Yujin Jang, Jun Beom Kim, Tae Eun Hong, So Jeong Yeo, Sunju Lee, Eun Ae Jung, Bo Keun Park, Taek-Mo Chung, Chang Gyoun Kim, Do-Joong Lee, Han-Bo-Ram Lee, Soo-Hyun Kim
Journal of Alloys and Compounds
doi:10.1016/j.jallcom.2015.12.148
Abstract
Molybdenum nitride (Mo2N) thin films were grown by atomic layer deposition (ALD) using a sequential supply of a newly synthesized Mo metalorgranic precursor, Mo(NtBu)2(StBu)2, and H2 plasma at a substrate temperature of 300 °C. A newly proposed ALD system exhibited typical ALD characteristics, such as a self-limited film growth and a linear dependency of the film thickness on the number of ALD cycles, and showed a growth rate of 0.028 nm/cycle on a thermally grown SiO2 substrate.
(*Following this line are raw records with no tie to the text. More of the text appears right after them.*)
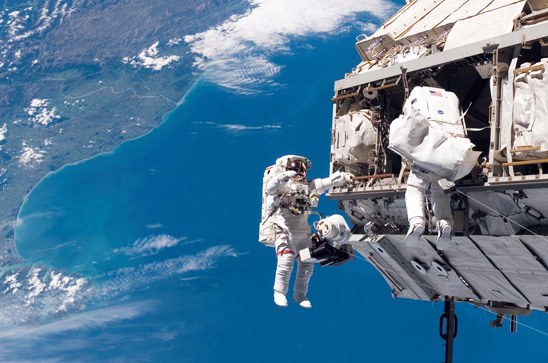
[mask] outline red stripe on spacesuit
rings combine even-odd
[[[288,250],[286,248],[285,250],[281,250],[280,252],[276,252],[276,256],[281,256],[281,255],[285,255],[285,254],[288,254],[288,253],[293,253],[293,251]]]

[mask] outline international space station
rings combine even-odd
[[[394,297],[443,301],[451,362],[456,302],[493,311],[490,325],[508,320],[513,332],[518,316],[548,312],[548,1],[410,0],[355,48],[361,62],[335,82],[330,159],[331,173],[355,178],[328,193],[351,236],[337,246],[346,255],[323,262],[359,254]],[[404,243],[409,163],[389,139],[416,87],[455,94],[473,143],[473,165],[447,190],[444,250],[428,204],[426,231]]]

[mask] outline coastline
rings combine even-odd
[[[12,220],[12,221],[9,221],[7,223],[11,223],[12,224],[12,231],[13,231],[13,253],[14,253],[14,256],[10,256],[10,257],[13,257],[15,258],[15,263],[23,263],[23,259],[22,257],[20,256],[19,252],[17,251],[17,227],[18,225],[21,223],[21,220],[20,220],[20,213],[21,211],[23,210],[23,208],[25,207],[26,203],[28,202],[28,199],[29,197],[31,196],[32,192],[38,187],[40,186],[44,181],[48,180],[49,178],[55,176],[55,175],[58,175],[59,173],[63,172],[66,170],[66,168],[69,168],[69,167],[74,167],[74,166],[78,166],[78,165],[82,165],[90,160],[95,160],[96,158],[98,157],[106,157],[106,156],[112,156],[112,155],[115,155],[116,152],[119,151],[119,149],[121,147],[124,147],[124,145],[127,145],[127,144],[130,144],[134,141],[137,141],[137,140],[141,140],[142,138],[146,137],[146,136],[149,136],[151,133],[153,133],[154,131],[158,130],[159,128],[165,126],[168,122],[169,122],[169,119],[170,119],[170,116],[174,113],[176,113],[179,108],[185,103],[185,100],[187,99],[187,97],[189,95],[192,94],[192,92],[201,85],[203,81],[203,77],[202,75],[198,76],[196,78],[196,80],[194,81],[194,83],[189,87],[189,89],[185,92],[185,94],[183,95],[183,97],[176,103],[176,106],[171,108],[169,111],[167,111],[161,118],[161,122],[158,123],[156,126],[154,126],[153,128],[149,129],[146,133],[142,134],[142,135],[139,135],[137,137],[134,137],[134,138],[131,138],[131,139],[128,139],[128,140],[124,140],[122,143],[120,143],[119,145],[116,145],[114,146],[114,148],[112,150],[109,150],[109,151],[105,151],[105,152],[101,152],[101,153],[98,153],[98,154],[95,154],[95,155],[92,155],[88,158],[85,158],[85,159],[82,159],[82,160],[79,160],[79,161],[76,161],[76,162],[71,162],[71,163],[68,163],[68,164],[65,164],[63,165],[62,167],[60,167],[59,169],[57,170],[54,170],[54,171],[50,171],[48,172],[46,175],[44,175],[42,178],[40,178],[38,180],[38,182],[36,182],[32,188],[30,188],[28,190],[28,192],[23,196],[23,198],[21,199],[21,203],[19,203],[19,206],[17,208],[17,215],[16,215],[16,218],[15,220]],[[1,262],[1,264],[4,266],[4,261]],[[12,263],[9,263],[8,262],[8,265],[12,265]],[[5,266],[5,267],[9,267],[9,266]]]

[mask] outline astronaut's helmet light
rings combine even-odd
[[[294,180],[301,181],[301,180],[304,180],[304,178],[306,178],[306,163],[304,162],[304,160],[299,160],[299,159],[290,160],[287,163],[285,170],[288,170],[288,171],[292,170],[297,173],[297,175],[293,177]]]

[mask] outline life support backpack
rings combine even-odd
[[[390,124],[388,148],[436,179],[466,176],[480,155],[473,147],[465,137],[457,96],[441,88],[415,87],[403,113]]]
[[[276,160],[274,165],[270,165],[264,171],[263,175],[263,189],[262,189],[262,206],[261,206],[261,223],[259,224],[259,242],[269,247],[274,247],[274,241],[276,240],[276,233],[274,231],[274,218],[272,215],[276,212],[279,206],[275,205],[276,198],[273,195],[269,195],[266,191],[268,182],[271,181],[277,175],[283,173],[289,161],[303,160],[306,169],[309,170],[312,166],[310,160],[299,155],[284,155]]]

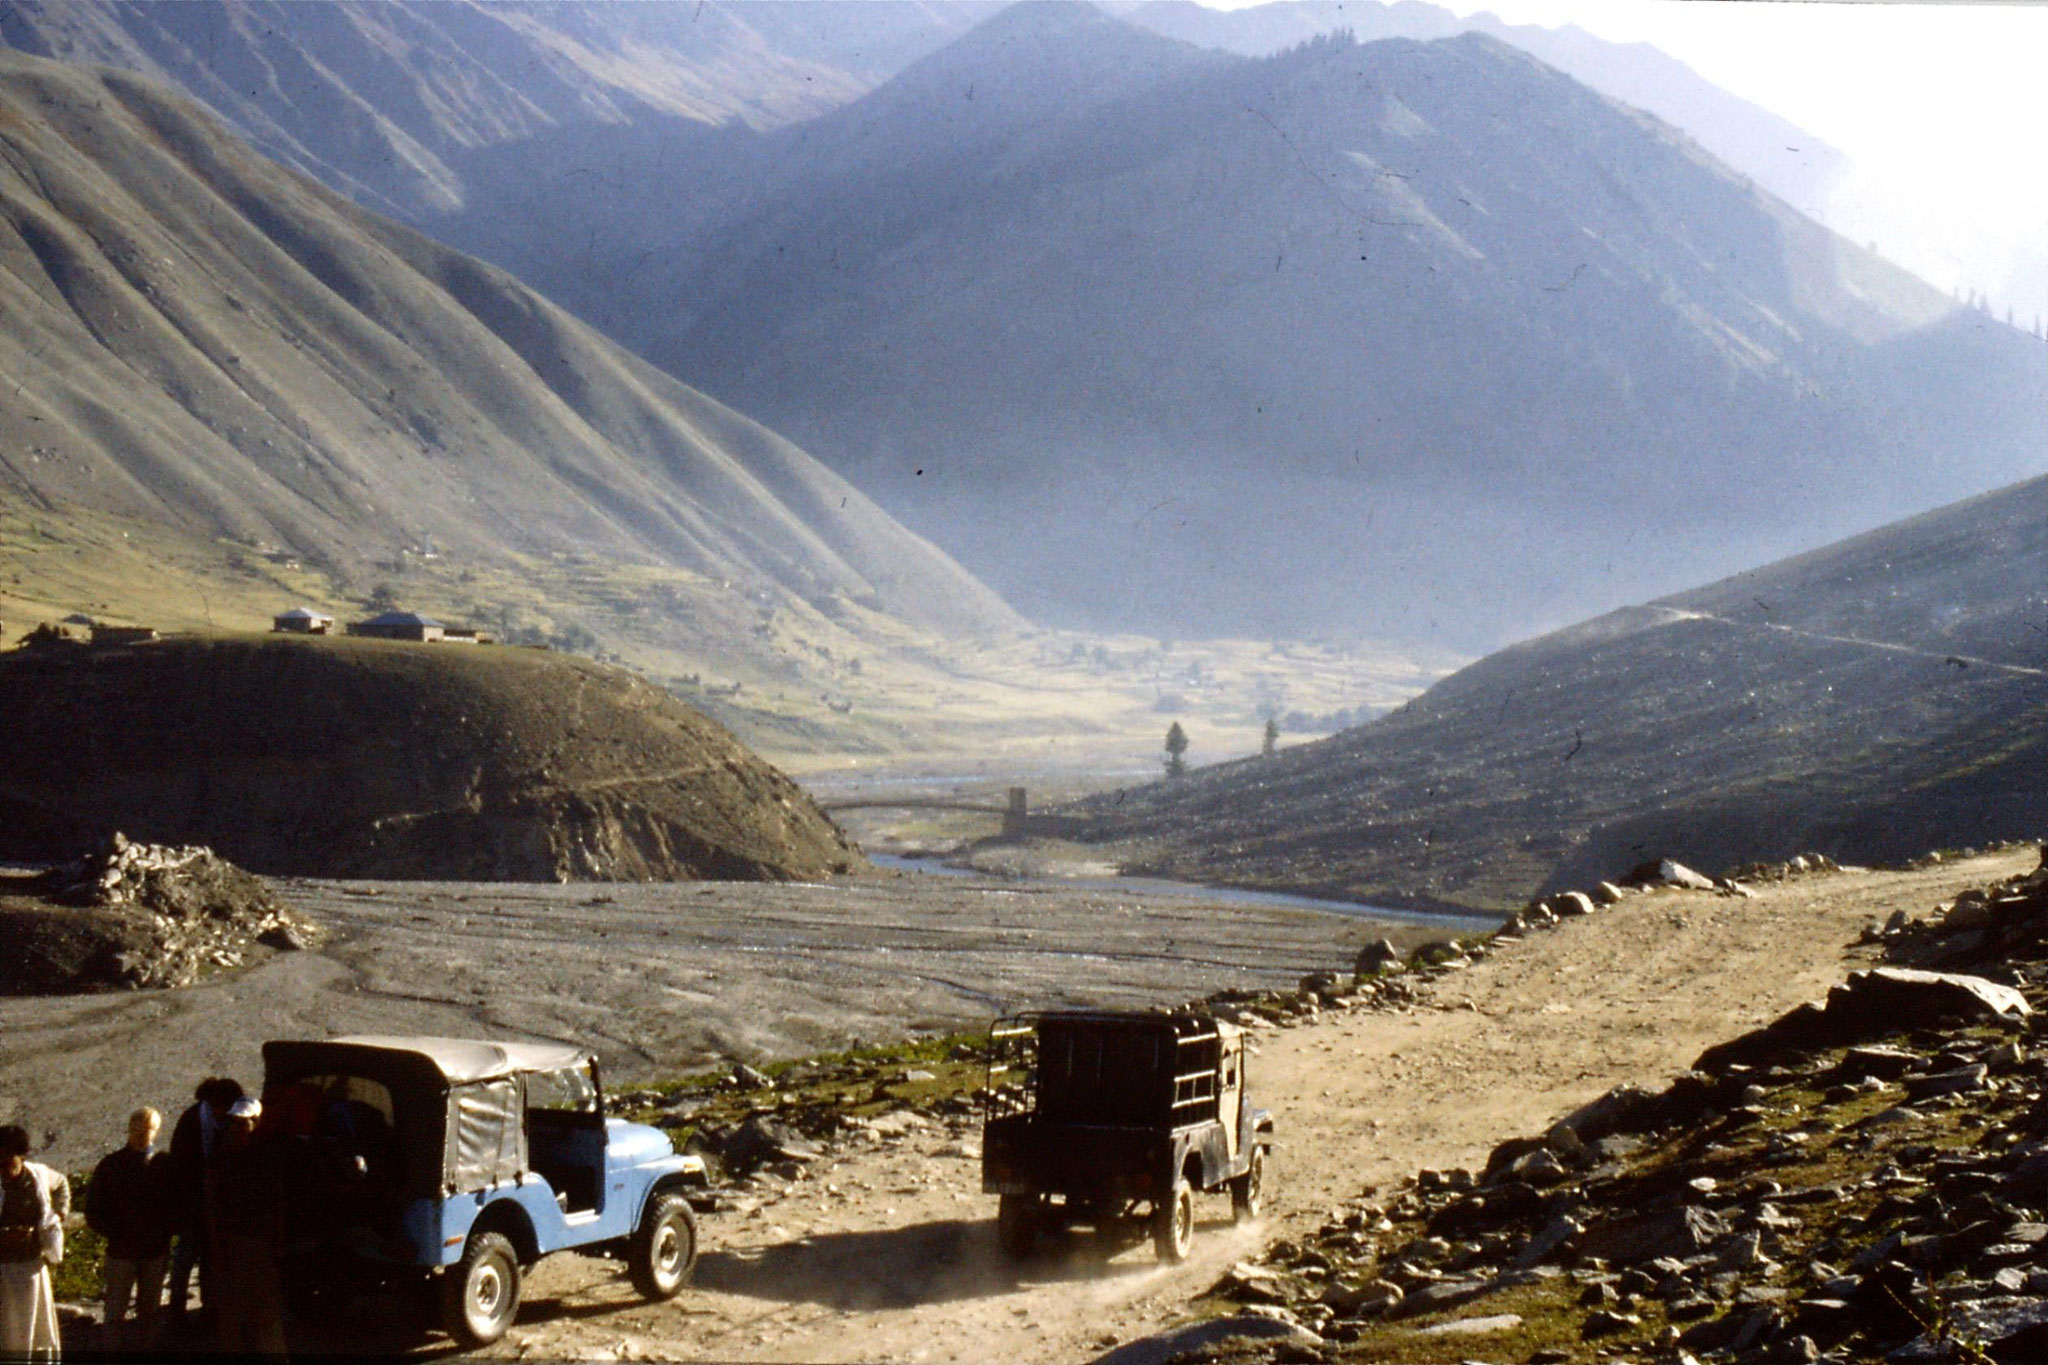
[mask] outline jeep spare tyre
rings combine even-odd
[[[519,1315],[519,1257],[503,1233],[473,1234],[441,1280],[441,1325],[465,1346],[488,1346]]]
[[[655,1195],[626,1247],[633,1287],[650,1299],[672,1299],[696,1268],[697,1219],[689,1201],[679,1194]]]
Such the ideal ALD growth characteristics enabled excellent step coverage of ∼80% for the ALD-grown Mo2N film onto nano-trenches with a width of 25 nm and an aspect ratio ∼4.5. The optimized film had a resistivity as low as ∼350 μΩ-cm. X-ray diffraction, Rutherford backscattering spectrometry, and X-ray photoelectron spectroscopy analyses confirmed that formation of N-rich cubic Mo2N (N/Mo = ∼0.7) phase with carbon and sulfur impurities of 2.6 and 7.4 at.%, respectively. Plan-view transmission electron microscopy analysis showed that the film formed a nanocrystalline microstructure with 5–8-nm-sized grains embedded in an amorphous matrix. An ultrathin (only ∼4 nm-thick) ALD-grown Mo2N film effectively prevented diffusion of Cu into Si after annealing at a temperature even up to 650 °C.